Self-Doubt: While the Jaguars faltered, statistically they were more likely to falter because they had a bad run defense DVOA in 2017 -- the run defense finished 20th, and run defense is more consistent year-to-year than pass defense.

Chicago finished first in run defense DVOA in 2018. … Trubisky was still improved from 2018, and there’s reason to believe he has the arm to play better if he can get through his reads quicker. That’s not something we can really quantify in a percentage, but it is a possible improvement area.

Miami Doplhins

Miami Dolphins: 7-9, 5.0 Estimated Wins (FO), 5.1 Pythagorean Wins

Alright, a slight departure from these other teams -- instead of being a solid team disguised as a good team, the Dolphins were a bad team disguised as a frisky team last year. They were below average in every area of the game -- offense, defense, and special teams. The Dolphins went 7-1 in games decided by less than one score. They did this playing the 29th-hardest schedule in the NFL, per Football Outsiders.

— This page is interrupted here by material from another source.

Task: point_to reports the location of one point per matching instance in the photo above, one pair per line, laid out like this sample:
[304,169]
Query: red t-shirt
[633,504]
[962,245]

Many sites started the Dolphins out with the worst odds of any NFL team to make the Super Bowl, so obviously they are not counting on a repeat of last year’s success. Firing the head coach and removing Mike Tanenbaum from the player personnel structure, and likely letting go of quarterback Ryan Tannehill as well, will create a lot of upheaval. Owner Stephen Ross’ public comments about a rebuild should also mean that the free agency that usually buffers the Dolphins up will be a relic of the past.

Should the Dolphins bring in a quarterback early in the draft, most rookie quarterbacks struggle to produce in their first season. Only a killer draft class will be able to keep them near .500 in 2019. Well, assuming they actually stick to what they’ve said publicly, anyway. Not often an owner goes out of his way to tell everybody that they’re waving the flag.

Self-Doubt: I have less doubt about this prediction than most, but if I have to point out one area where things could go wrong: the bottom of the AFC East is still very fragile and I could see the Dolphins being gifted a few wins here or there because of it. The Bills didn’t exactly prove the doubters wrong on offense, and the Jets are cap space in search of a team.